WASHINGTON Senate Democrats on Wednesday called for a windfall profits tax on oil companies and a rollback of $17 billion in oil industry tax breaks as part of an energy package.
The proposal also would impose federal penalties on energy price gouging and calls for stopping oil deliveries into the government's emergency reserve.
Senate Republicans strongly oppose any additional oil-industry taxes, which are widely viewed as having little chance of being enacted. Even then, they would almost certainly prompt a veto by President Bush.
The proposed 25 percent profits tax would apply only to windfall oil-company earnings above what would be considered "reasonable" and only if those profits are not reinvested in refinery capacity expansion or renewable energy sources, according to a summary of the proposals.
The Democrats' energy package ignores recent calls by presidential candidate Sen. Hillary Rodham Clinton for a gasoline-tax holiday to ease motorists' fuel costs.

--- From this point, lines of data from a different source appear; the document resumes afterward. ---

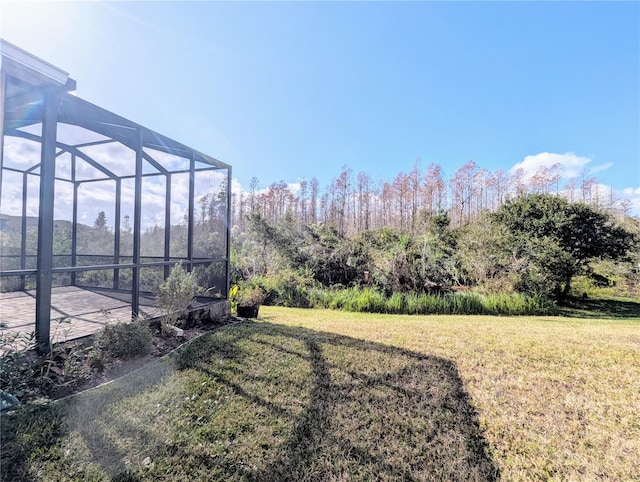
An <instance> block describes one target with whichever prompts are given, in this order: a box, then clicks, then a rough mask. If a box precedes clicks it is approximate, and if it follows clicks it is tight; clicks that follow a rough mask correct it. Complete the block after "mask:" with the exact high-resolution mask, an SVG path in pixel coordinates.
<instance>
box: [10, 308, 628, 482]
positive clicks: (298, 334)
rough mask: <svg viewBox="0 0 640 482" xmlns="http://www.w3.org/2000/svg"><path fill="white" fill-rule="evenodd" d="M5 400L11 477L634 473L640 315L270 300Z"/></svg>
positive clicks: (411, 474) (310, 478) (416, 475)
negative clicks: (101, 372) (604, 317)
mask: <svg viewBox="0 0 640 482" xmlns="http://www.w3.org/2000/svg"><path fill="white" fill-rule="evenodd" d="M261 318H262V319H261V321H259V322H254V323H245V324H239V325H231V326H227V327H224V328H222V329H220V330H219V331H216V332H213V333H211V334H208V335H205V336H204V337H202V338H200V339H198V340H196V341H195V342H193V343H191V344H190V345H189V346H188V347H186V348H184V349H182V350H181V351H179V352H178V353H177V354H175V355H174V356H172V357H170V358H168V359H164V360H160V361H156V362H154V363H152V364H150V365H148V366H147V367H145V368H144V369H142V370H140V371H138V372H136V373H133V374H131V375H129V376H127V377H125V378H123V379H120V380H118V381H116V382H114V383H112V384H110V385H108V386H105V387H102V388H100V389H97V390H92V391H89V392H85V393H83V394H80V395H78V396H76V397H73V398H72V399H69V400H66V401H63V402H58V403H56V404H52V405H43V406H35V407H30V408H23V409H22V410H20V411H18V412H17V413H15V414H13V415H11V416H6V415H4V414H3V415H2V417H1V422H2V427H1V429H2V454H1V456H2V460H1V464H0V467H1V468H0V470H1V471H0V474H1V475H2V480H27V481H29V480H33V481H35V480H47V481H50V480H56V481H58V480H59V481H62V480H120V481H125V480H131V481H133V480H136V481H137V480H166V481H179V480H256V481H263V480H264V481H268V480H493V479H497V478H502V479H504V480H527V481H528V480H547V479H556V480H580V481H582V480H640V457H638V454H639V453H640V417H639V416H638V414H640V318H636V317H631V318H618V319H579V318H559V317H518V318H499V317H488V316H399V315H371V314H355V313H345V312H336V311H330V310H300V309H287V308H275V307H263V308H261Z"/></svg>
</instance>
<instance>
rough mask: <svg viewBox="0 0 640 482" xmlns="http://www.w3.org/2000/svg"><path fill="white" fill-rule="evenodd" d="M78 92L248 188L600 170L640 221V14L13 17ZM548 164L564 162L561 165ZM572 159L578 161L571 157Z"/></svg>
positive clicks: (222, 7)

A fact sheet released by the Democratic leadership said "that can't be our first answer" and that the aim was to focus on longer-term solutions.
The Democrats called for a halt in deliveries of oil into the government's Strategic Petroleum Reserve until oil prices drop to $75 a barrel.
This is the only section of the Democrats' proposal that seems to have widespread bipartisan support. A GOP energy package, offered last week, also includes halting the roughly 70,000 barrels a day that are diverted into the government reserve.
Bush has opposed stopping the deliveries, saying the amount of diverted oil has little impact on overall supplies and prices.
The Democrats' energy proposals come as lawmakers struggle to respond to soaring gasoline costs and crude oil prices that on Wednesday topped $123 a barrel.
Democrats characterized the proposal as attacking "the root causes of high gas prices," although it wasn't clear how today's high oil costs set in a global market or gasoline prices edging toward $4 a gallon would be appreciably affected.
"It will do nothing to lower gas prices," declared Sen. Pete Domenici of New Mexico, the ranking Republican on the Senate Energy and Natural Resources Committee.
The Democrats' proposal prompted a barrage of finger pointing.
Republican leader Mitch McConnell of Kentucky called it "predictable, more taxes, more bureaucracy."